10/28/2011 04:47 pm ET Updated Oct 28, 2011

Entrepenuership Should Not Be Limited By Color Or Access In The Wireless Age

To the small business owner, particularly for first time entrepreneurs, the potential for wireless technologies to amplify and improve one's business cannot be understated. Best of all, in an age where wireless services and devices are beginning to rule the day, entrepreneurship can finally become color blind.

As barriers to entry come crashing down, and defining one's niche and accessing the ideal audience gets easier with the click of a few keys on a laptop or smart phone, entrepreneurs have a brand new opportunity to play on a more leveled playing field than ever before.

Historically, lack of access to capital and the necessary resources to produce, promote and scale one's ideas have often proven insurmountable hurdles for people of color in starting their own business. What's more, these deficiencies often make it harder to sustain a thriving business. Although wireless technologies do not totally overcome these factors, they can be leveraged to maximize output, efficiency and reach at a fraction of the cost and time. As any entrepreneur will tell you, maximizing yield while decreasing resource expenditures is key to creating a successful business.

The importance of wireless technologies became a national priority earlier this year when President Obama talked about the need to deploy next-generation 4G wireless networks to 98% of the nation during his 2011 State of the Union Address. Likewise, the Federal Communication Commission has become acutely attuned to the need for additional greater spectrum in order to sustain wireless growth and demand..

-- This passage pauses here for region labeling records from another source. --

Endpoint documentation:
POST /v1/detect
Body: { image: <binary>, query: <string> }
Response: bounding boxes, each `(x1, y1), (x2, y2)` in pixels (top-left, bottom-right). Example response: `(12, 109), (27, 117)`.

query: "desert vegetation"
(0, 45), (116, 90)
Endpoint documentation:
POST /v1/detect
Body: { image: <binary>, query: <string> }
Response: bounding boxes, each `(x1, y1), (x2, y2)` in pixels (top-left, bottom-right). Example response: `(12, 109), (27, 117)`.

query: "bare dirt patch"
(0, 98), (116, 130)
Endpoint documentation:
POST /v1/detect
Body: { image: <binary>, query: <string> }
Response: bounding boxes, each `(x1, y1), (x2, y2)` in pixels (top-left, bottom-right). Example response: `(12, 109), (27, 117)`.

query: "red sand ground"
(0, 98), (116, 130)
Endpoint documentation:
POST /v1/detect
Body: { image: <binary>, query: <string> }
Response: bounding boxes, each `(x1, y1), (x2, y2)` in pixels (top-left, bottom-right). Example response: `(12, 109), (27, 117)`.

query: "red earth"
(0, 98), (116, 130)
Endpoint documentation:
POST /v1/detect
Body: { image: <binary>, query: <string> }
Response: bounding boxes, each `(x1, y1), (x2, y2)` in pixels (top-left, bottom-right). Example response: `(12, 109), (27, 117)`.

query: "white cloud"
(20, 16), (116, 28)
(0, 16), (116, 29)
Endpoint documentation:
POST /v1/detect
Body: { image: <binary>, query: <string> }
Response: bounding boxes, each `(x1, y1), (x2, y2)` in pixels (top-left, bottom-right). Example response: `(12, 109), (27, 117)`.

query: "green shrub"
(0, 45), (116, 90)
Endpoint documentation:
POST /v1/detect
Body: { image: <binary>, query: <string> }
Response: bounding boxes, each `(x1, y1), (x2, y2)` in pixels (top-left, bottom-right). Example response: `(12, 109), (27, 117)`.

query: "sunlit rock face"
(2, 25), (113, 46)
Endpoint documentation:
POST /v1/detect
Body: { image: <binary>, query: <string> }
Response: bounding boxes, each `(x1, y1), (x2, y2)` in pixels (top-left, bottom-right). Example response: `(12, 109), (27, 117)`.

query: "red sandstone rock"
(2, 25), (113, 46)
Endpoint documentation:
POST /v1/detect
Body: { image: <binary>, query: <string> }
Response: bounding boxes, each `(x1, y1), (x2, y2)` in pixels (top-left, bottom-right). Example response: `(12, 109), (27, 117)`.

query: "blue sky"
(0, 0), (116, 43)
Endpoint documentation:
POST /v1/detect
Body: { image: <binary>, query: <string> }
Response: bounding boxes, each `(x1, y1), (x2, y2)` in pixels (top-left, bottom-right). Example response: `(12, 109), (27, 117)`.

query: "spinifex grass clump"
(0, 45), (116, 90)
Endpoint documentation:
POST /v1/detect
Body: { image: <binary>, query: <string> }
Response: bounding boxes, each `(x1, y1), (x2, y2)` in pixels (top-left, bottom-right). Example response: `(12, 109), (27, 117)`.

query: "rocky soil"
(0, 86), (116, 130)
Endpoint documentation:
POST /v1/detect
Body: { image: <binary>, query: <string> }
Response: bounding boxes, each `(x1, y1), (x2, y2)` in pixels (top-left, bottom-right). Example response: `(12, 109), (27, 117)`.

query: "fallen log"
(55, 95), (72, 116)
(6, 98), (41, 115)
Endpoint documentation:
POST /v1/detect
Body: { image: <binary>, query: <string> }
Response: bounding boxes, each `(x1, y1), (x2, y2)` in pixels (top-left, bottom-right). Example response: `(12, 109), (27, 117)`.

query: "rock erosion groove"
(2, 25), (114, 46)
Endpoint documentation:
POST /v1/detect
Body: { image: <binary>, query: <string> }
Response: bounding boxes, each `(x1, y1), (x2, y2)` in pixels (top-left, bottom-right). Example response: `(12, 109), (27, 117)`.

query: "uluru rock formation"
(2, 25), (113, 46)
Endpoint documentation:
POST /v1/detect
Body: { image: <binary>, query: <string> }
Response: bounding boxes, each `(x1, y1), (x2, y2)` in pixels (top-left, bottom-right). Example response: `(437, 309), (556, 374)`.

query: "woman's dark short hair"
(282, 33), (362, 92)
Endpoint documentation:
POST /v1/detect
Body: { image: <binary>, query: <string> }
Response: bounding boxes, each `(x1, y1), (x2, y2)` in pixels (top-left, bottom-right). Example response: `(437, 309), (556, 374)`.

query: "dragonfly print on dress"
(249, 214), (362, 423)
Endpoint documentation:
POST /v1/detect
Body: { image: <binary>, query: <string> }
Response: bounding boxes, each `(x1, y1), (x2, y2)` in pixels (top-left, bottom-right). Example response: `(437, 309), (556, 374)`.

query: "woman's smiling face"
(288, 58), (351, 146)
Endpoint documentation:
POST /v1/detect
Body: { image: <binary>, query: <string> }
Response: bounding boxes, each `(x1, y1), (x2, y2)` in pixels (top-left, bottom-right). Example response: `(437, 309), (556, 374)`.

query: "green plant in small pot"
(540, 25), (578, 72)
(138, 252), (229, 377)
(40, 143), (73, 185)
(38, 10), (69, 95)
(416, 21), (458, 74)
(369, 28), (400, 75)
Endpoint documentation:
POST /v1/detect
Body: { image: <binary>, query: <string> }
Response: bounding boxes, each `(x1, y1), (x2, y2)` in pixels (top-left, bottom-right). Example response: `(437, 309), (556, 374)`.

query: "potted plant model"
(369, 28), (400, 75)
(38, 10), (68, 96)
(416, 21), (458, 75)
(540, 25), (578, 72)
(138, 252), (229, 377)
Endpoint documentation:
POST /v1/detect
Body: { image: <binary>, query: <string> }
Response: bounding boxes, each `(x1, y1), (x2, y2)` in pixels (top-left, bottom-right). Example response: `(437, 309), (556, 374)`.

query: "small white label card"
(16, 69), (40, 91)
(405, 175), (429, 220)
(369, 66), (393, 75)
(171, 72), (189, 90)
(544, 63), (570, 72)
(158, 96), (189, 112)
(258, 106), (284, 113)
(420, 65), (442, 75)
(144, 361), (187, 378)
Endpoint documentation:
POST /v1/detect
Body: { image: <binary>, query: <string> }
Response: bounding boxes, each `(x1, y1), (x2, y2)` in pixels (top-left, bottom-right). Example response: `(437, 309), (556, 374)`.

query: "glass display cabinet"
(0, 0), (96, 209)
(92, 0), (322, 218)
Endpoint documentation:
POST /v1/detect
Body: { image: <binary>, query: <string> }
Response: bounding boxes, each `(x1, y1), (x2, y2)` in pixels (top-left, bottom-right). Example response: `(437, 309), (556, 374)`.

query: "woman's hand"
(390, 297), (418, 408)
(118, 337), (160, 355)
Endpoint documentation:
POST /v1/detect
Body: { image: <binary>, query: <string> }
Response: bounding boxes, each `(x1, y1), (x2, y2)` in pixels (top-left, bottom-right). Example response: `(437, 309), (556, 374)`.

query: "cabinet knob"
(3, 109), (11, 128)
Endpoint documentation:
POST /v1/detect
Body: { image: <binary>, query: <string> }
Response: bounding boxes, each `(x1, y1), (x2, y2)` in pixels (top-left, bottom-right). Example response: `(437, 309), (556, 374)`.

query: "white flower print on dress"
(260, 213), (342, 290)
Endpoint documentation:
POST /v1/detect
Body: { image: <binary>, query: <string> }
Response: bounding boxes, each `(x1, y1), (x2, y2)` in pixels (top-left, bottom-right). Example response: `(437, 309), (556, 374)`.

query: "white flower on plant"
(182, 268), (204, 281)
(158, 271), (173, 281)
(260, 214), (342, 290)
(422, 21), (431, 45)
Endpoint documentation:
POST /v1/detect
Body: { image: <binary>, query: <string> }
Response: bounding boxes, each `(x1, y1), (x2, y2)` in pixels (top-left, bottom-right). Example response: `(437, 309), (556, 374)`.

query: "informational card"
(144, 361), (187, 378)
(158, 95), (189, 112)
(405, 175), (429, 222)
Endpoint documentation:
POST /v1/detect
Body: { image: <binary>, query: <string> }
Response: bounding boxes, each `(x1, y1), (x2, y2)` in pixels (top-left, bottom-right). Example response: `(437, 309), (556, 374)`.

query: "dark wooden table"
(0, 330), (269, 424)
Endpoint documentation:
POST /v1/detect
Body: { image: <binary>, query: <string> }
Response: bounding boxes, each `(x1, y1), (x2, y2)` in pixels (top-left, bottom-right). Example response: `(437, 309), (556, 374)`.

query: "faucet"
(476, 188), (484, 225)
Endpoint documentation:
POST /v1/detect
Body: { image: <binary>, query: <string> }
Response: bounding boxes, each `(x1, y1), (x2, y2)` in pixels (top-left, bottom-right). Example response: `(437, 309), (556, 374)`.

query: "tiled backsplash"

Because of the increasing importance of wireless accessibility and the need to improve the more efficient allocation and use of spectrum, the proposed merger of AT&T and T-Mobile represents a very important measure for the future of wireless-enabled entrepreneurship, especially for people of color. Regardless of the companies involved in this deal, the end result holds a greater promise for consumers and businesses alike, particularly for those individuals who stand to lose access to a 4G LTE network if this doesn't come to fruition.

While supporters and opponents of the merger may differ in their beliefs about the impact the merger may have on consumers, a few facts remain clear with regard to the effects this intended union could have on entrepreneurship efforts and small business ventures. The improvements in accessibility for over 97% percent of the country to a high-speed 4G LTE network will unlock opportunities and allow for new business models otherwise inaccessible, in turn leveling the playing field.

With the realities of time, place and resources altered by the benefits of access to reliable, high-speed wireless networks, entrepreneurs who may have been traditionally disadvantaged and unable to bring their ideas to market, could soon fully experience the richness of developing in an ecosystem conducive to their growth and overall success. I continue to ask the question. What other solutions are people presenting to solve this problem? I don't see any.

In the wireless age, the merit of an idea and the strategic implementation of a business plan can take precedence over the ethnic and socio-economic situation one happens to be born into. The traditional barriers to entry are no longer the same as they used to be five, ten or even fifteen years ago. And even as access to capital and resources remain very real concerns for minority entrepreneurs, the reality is that leveraging wireless technologies can help people transcend the difficulties they may have otherwise encountered.

In the wireless age, we should be able to have a level playing field in which an idea- an entrepreneur- will be judged by the content of its concept rather than by the color of its maker. So we need to make everyone has equal access and the opportunity to do so.